Békési s'en empare, la froisse distraitement et passionnément. Son
visage hardi, plein de désir et de triomphe, par-delà collines, arrêts de tramway,
fumées et nuages, regarde l'horizon lointain. C'est bien, disons-nous, nous vous
souhaitons de continuer à vous distraire agréablement, mangez et buvez — le pâté de
chevreuil, messeigneurs, le pâté de chevreuil —, et nous espérons que notre ami Imre,
dans son nouvel état, fera aussi ses preuves. À la place du catafalque apparaît un
éventaire de barbe à papa, les ballons s'élancent au-dessus du quartier ouvrier.
Travailleurs, travailleuses, femmes de Râkospalota ! Nous ne voulons pas de résultats
spectaculaires, de statistiques tape-à-l'oeil, bien que nous ne prétendions pas qu'il
n'en existe pas chez nous, mais nous fondons le succès sur les durs jours ordinaires.
En avant donc, jeunes gens! Jeunes gens et jeunes filles aux poings durcis, aux
muscles bandés, courageux, prêts à l'action. Entre leurs mains, que le terminal,
l'arme de l'informatique, crépite triomphalement, qu'ils se penchent avec un soin
vigilant sur les imprimantes, qu'à la suite de leur travail impétueux, enthousiaste,
le pesant chargement d'informations innombrables bourre jusqu'à la gueule les bandes
perforées qui courent inlassablement.
Que gonfle le dossier et gonfle le classeur, qu'affluent promptement
les données dans chaque coin du pays en construction, en consolidation, avec les
mille et mille tonnes des munitions de la paix. Travailleurs, travailleuses, femmes
de Râkospalota ! Aujourd'hui, en maints endroits, la terre brûle, et la vie est
réduite en cendres! Unissons-nous, et ne permettons pas à la flamme dévastatrice de
se propager, traçons devant elle le fossé de l'amour, et fions-nous à Dieu pour
éteindre aussi ce feu-là !
Le tourbillon reprend de plus belle, et nous nous mêlons
démocratiquement à la foule. (Nous forçons la démocratie.) Il y en a qui mangeraient
bien du cochon de lait rôti, il y en a qui préfèrent les champignons à la grecque et
la macédoine mayonnaise ; il y en a qui voudraient les deux ensemble, quant à nous,
nous n'avons pas faim.

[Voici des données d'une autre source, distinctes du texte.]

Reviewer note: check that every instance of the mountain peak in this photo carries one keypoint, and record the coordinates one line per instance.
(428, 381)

Des équipages enrubannés roulent, des bouquets volent comme
des oiseaux ; il est difficile d'imaginer que l'un des jeunes gens en blue-jean qui
sont debout sur le char sera celui qui, de la lame de son couteau, fera jaillir le
sang animal. Difficile. Pourtant, c'est ainsi. Agneaux, boeufs, porcs rôtissent sur
le gril, à la broche, de blancs bouchers les tournent et retournent.

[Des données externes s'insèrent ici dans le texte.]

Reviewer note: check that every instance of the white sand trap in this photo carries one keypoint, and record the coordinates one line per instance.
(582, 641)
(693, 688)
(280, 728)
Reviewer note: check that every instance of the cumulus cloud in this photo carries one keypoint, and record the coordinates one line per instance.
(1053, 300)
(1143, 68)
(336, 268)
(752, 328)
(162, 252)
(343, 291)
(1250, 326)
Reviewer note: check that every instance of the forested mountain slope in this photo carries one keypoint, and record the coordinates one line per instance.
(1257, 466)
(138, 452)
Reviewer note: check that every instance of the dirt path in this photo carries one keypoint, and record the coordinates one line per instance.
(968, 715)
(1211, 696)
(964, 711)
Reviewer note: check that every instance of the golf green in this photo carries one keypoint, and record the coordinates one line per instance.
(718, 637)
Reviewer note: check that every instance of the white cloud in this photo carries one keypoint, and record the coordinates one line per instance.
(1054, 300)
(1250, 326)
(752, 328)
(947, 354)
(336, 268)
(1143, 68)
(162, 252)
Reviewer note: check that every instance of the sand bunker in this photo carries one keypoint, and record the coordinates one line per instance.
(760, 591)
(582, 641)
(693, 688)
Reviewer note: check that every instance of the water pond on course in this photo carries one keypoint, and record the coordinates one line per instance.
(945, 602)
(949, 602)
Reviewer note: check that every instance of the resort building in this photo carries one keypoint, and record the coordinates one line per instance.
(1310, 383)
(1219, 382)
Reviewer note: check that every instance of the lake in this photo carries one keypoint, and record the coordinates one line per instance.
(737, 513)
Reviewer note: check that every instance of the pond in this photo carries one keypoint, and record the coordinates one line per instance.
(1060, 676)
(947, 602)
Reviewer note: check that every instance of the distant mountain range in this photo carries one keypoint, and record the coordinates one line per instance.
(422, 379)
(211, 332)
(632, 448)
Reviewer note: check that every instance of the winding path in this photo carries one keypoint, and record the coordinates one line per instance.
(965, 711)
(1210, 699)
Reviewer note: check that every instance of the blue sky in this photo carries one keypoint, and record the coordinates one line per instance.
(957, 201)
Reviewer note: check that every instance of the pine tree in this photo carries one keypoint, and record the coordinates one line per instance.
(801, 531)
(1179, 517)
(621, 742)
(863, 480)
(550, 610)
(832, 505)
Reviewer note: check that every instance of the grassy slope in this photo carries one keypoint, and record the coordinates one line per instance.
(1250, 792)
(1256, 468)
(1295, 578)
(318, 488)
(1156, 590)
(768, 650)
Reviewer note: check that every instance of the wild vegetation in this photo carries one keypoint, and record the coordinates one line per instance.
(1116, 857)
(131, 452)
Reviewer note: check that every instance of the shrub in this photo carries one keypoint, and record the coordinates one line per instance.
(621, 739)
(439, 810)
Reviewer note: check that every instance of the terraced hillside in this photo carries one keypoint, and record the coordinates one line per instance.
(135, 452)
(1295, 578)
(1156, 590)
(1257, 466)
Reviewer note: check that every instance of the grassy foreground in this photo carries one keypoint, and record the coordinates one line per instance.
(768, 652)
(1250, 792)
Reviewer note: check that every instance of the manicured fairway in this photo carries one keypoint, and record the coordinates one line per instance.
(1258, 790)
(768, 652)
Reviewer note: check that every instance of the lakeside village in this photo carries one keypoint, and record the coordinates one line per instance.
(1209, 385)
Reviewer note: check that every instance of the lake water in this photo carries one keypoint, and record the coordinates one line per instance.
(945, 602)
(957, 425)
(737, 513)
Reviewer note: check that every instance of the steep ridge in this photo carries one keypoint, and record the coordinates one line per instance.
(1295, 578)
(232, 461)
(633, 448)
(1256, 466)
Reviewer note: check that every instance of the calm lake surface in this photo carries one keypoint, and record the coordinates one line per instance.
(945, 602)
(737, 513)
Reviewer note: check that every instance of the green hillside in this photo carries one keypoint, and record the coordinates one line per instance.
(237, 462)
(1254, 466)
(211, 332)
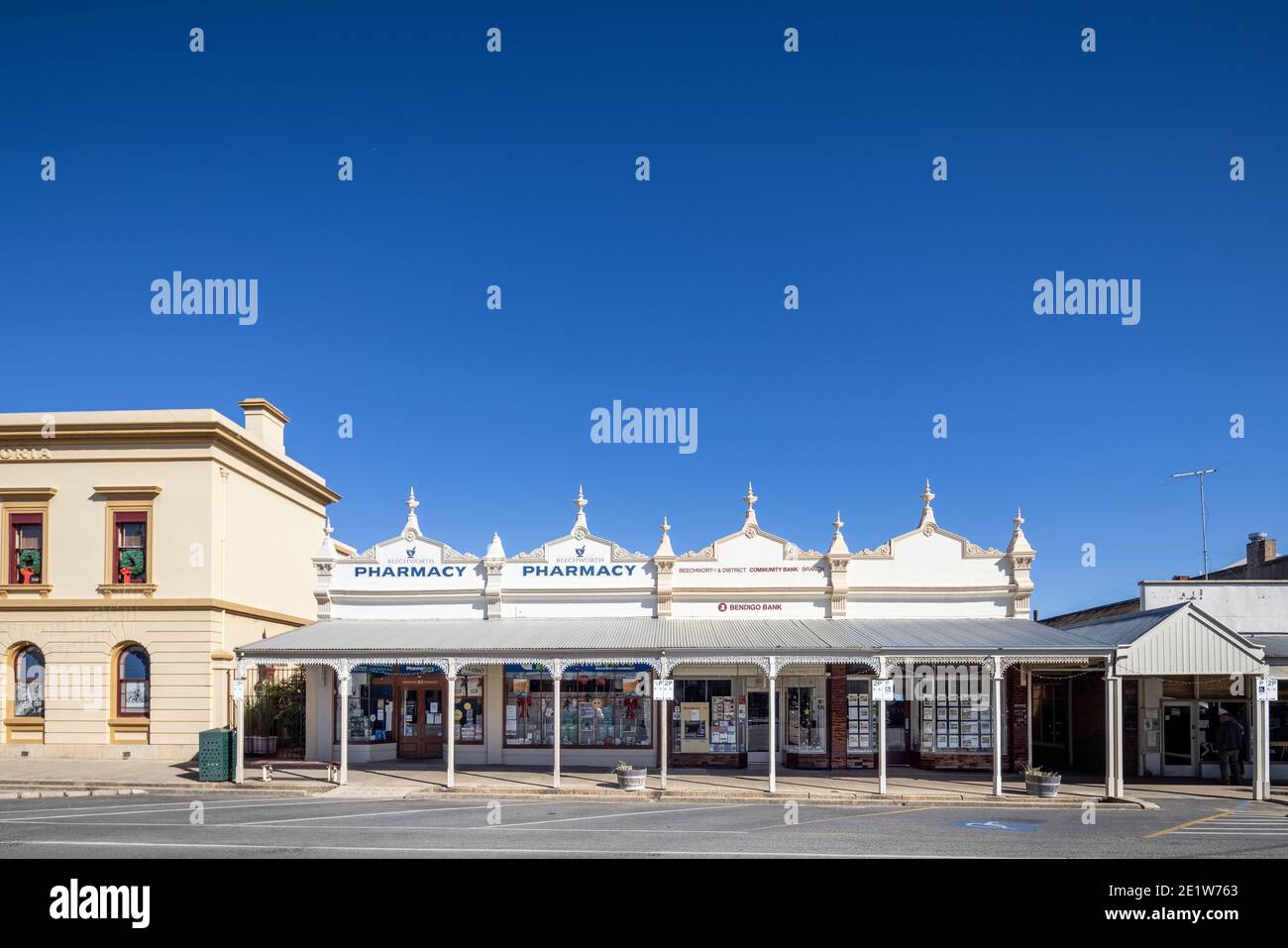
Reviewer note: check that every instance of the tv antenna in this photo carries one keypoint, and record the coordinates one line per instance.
(1199, 474)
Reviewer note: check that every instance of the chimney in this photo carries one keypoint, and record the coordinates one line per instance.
(266, 424)
(1260, 549)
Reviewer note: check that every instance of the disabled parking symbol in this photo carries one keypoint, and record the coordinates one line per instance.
(997, 826)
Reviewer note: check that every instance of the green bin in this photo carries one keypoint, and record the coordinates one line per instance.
(217, 753)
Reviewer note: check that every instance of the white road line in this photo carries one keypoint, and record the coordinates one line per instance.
(523, 827)
(638, 813)
(168, 807)
(380, 813)
(489, 850)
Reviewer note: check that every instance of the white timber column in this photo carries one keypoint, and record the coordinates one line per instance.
(1120, 755)
(240, 723)
(1028, 715)
(343, 681)
(664, 712)
(996, 711)
(450, 716)
(557, 674)
(879, 710)
(773, 723)
(1111, 754)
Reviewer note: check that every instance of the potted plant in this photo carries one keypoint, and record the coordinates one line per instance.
(130, 563)
(630, 777)
(29, 566)
(1039, 782)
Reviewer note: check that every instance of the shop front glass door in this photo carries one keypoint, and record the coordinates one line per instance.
(1179, 741)
(420, 723)
(758, 727)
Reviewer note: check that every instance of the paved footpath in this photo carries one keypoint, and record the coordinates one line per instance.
(268, 826)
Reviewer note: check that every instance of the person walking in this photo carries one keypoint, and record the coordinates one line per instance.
(1229, 747)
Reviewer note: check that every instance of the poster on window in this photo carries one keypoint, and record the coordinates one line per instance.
(134, 695)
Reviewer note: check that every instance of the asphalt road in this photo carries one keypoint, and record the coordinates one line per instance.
(236, 827)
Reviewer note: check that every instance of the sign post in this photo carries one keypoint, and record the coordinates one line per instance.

À côté du manège, c'est la cohue. Nous demandons à
Miklôs Csâki, ouvrier spécialisé à Szeged, de tirer le premier numéro. Près
de la roue de la fortune se trouve un piano au sommier de fer. Les deux conseillers
économiques s'affairent, Giacomo et copain Beverly jouent à quatre mains.
Exécrablement. Des sons en fleurs artificielles, et un rythme ventripotent!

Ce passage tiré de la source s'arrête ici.